Relative Surplus Value
Relative Surplus Value
Relative surplus value is a concept introduced by Karl Marx in chapter 12 of the first volume of his book Capital (1867). One of the key objectives of this book was to explain the origins of capitalist profit. Marx argued that profits could not arise simply from trading between commodity owners because such trade was what von Neumann (1944) would later call a zero sum game. Instead, the source of profit had to be sought outside the sphere of circulation in the process of capitalist production. Here, labor power that had been purchased by the capitalist was set to work to make things. The amount of value created by the laborers would be proportional to the number of hours worked whereas the sum advanced by the capitalist to purchase labor power would be proportional to the value of that labor power itself as a commodity. Laboring power was the ability to perform work, a concept analogous to Watt’s rating of the cotton mill engine’s ability to perform work in terms of normalized horsepower. Because the ability to perform work and the work actually done by employees are distinct, the zero sum game is avoided.

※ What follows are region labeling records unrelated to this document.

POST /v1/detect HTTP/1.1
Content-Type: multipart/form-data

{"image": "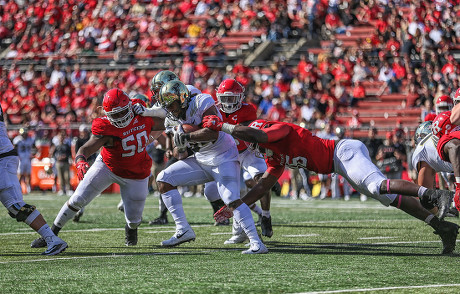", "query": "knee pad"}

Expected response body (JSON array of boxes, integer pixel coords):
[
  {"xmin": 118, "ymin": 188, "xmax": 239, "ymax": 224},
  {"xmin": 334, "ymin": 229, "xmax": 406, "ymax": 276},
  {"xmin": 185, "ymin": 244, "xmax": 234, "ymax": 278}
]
[
  {"xmin": 8, "ymin": 202, "xmax": 40, "ymax": 222},
  {"xmin": 127, "ymin": 222, "xmax": 141, "ymax": 230}
]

Marx argued that there were systematic processes in a capitalist economy that caused the value of labor power to be less than the value created during the working day. The first of these was the prolongation of working hours beyond preindustrial levels to twelve or fourteen hours a day. This lengthening of the day, which he termed absolute surplus value, was the principle source of profit during the early encroachments of capitalist production on an economic sector. During this phase the technology of production would be comparatively static, still depending on hand-operated tools.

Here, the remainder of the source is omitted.